With Vista, the disk prefetch (smartdrv) will load as much into memory as possible, and take it away as programs need actual RAM. This is great for people with 4GB or more (most quad users will probably have 4GB or more) As long as you never shut off your computer, the system will have less and less disk I/O's. Its probably why in Vista, the actual shutdown button is now secondary to the standby button which is the preferred method of leaving a computer off overnight or for a few hours.

But you can pretty well be assured that a good chunk of the bundled programs in Windows XP and Vista are highly threaded (designed for multicore) and will recieve an appropriate speed boost as more cores are added. Not that anyone really complains about how slow Internet Explorer is, but its nice to have instances of media player and some Java pop up 4x faster. PDF's are an absolute joy with dual and quad cores.

But yes, (re)encoding DVD's (video editing) will definitely be limited by the speed of the harddrive(s). If that is what you primarily do, then Duals or Quads are probably not high on the list.
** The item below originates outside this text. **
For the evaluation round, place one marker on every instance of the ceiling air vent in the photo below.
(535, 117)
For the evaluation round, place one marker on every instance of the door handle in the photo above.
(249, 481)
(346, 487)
But really... Thats the one appplication that actually needs really high IO, even image editing is not all that disk intensive.
 
Seems most people who post on these forums are gamers.

For those of us who work in the IT industry, one word.

Vmware.

'Nuff said.
 
i love photoshop cs3

www.simplyathos.com

although most of my shots are pretty much in-camera with standard digital darkroom manips like curves and some selective color.

its funny to watch some plugs that used to take ages (radial blur for example) on big images. they use all the cores and go very fast, then if you have some of the older plugs that used to impress, the seem so slow using 1 core.